DAVID GREENE, HOST:
The nation's Hispanic population is on the rise, and major news organizations are trying to appeal to that growing audience. NPR media correspondent David Folkenflik has his second of two stories on those efforts. As David reports today, ABC News and the nation's leading Spanish-language broadcaster Univision are teaming up to create a channel for Latinos with a twist.
DAVID FOLKENFLIK, BYLINE: Jorge Ramos has a problem. He's one of the best-known Hispanics in the United States, a respected news anchor for Univision networks on whom millions of Americans rely. And yet...
JORGE RAMOS: My son and my daughter, they don't watch me. Nicolas, 14, Paola, 25, they don't watch news in Spanish. They watch their news, they get their information in English. Their friends don't watch me. Their generation is not watching us in Spanish. So we have to do something.
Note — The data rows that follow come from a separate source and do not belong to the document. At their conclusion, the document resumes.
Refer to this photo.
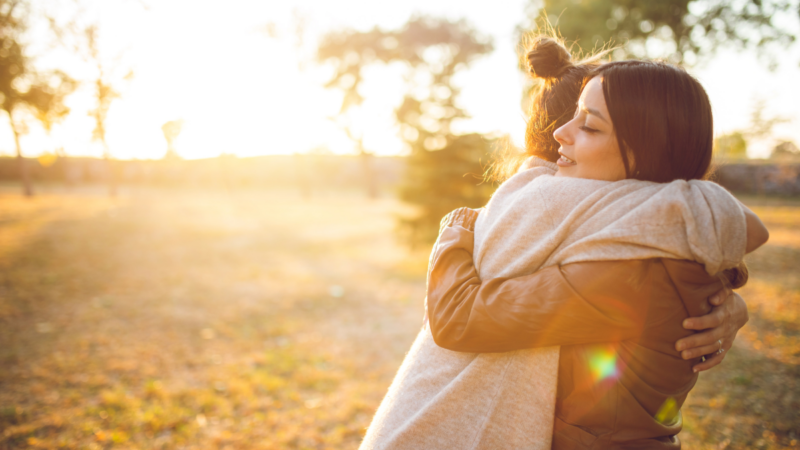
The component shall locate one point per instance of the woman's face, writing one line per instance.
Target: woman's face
(589, 147)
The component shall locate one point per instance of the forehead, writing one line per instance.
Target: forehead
(592, 96)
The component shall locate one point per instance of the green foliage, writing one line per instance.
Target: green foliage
(679, 30)
(439, 181)
(40, 93)
(731, 145)
(433, 50)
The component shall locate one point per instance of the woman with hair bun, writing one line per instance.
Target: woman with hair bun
(555, 310)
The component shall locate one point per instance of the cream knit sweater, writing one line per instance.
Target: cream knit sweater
(442, 399)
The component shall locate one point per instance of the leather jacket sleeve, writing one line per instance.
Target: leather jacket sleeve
(577, 303)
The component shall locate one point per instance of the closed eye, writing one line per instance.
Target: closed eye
(588, 130)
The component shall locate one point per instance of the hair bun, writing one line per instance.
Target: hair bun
(548, 58)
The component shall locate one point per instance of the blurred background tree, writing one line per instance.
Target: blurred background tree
(786, 151)
(731, 145)
(25, 90)
(678, 30)
(443, 167)
(104, 95)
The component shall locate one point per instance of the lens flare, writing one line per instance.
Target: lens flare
(668, 412)
(603, 364)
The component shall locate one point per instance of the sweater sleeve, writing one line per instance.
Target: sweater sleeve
(716, 227)
(577, 303)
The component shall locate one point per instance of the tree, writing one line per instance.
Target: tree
(25, 90)
(785, 151)
(678, 30)
(440, 161)
(104, 94)
(731, 145)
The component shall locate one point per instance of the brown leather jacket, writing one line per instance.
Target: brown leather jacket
(621, 382)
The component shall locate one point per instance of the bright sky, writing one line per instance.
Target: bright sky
(240, 91)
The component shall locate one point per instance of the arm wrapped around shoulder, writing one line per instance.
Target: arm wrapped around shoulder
(737, 276)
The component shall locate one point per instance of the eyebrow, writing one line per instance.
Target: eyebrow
(595, 113)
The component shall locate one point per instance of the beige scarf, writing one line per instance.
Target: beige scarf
(442, 399)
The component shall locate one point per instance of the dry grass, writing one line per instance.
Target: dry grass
(251, 319)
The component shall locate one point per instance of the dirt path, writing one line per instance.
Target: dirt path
(177, 319)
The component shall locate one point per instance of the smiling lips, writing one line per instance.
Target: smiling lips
(564, 161)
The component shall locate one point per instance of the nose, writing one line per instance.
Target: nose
(562, 134)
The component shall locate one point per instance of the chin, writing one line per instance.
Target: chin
(565, 172)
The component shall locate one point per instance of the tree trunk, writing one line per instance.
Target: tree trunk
(369, 175)
(24, 174)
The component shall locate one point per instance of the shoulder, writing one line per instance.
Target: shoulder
(686, 279)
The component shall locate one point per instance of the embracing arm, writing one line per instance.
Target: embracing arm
(504, 314)
(573, 304)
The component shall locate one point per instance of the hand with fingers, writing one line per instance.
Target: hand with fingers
(716, 330)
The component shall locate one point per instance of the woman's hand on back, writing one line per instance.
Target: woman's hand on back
(728, 315)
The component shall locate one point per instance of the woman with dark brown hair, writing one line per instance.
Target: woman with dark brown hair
(604, 240)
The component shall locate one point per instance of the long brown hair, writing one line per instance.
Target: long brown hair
(662, 119)
(553, 102)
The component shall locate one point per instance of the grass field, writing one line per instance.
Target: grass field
(252, 319)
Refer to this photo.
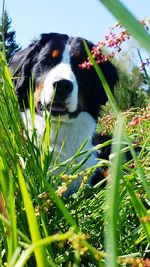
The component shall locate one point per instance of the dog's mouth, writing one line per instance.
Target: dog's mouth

FOLKENFLIK: That something is a new cable news channel. It doesn't even have a name yet. But here's the key thing: It's in English. That's right. Univision already commands about three-quarters of the Spanish-speaking television audience in the U.S. across its various broadcast and cable channels. Now it is joining with ABC News to map out an entirely new network to reach Hispanics who prefer English.
CESAR CONDE: This is a fascinating point in our country's history right now.
FOLKENFLIK: Cesar Conde is president of Univision networks.
CONDE: Increasingly, we're seeing the influence of Latinos across all fronts in America, from cultural to social, political and, of course, economic fronts. And that has a number of repercussions. One of the areas that has been underserved is providing a culturally relevant offering for Hispanics in English to complement everything that we're doing on the Spanish-language front.
FOLKENFLIK: As Conde says, this is uncharted territory, and ABC wants to stake its claim. That means a shift in its newsroom culture.
I'm here with ABC News spokeswoman Julie Townsend, who's representing this joint venture. Tell me, Julie, where are we and what do we see in front of us?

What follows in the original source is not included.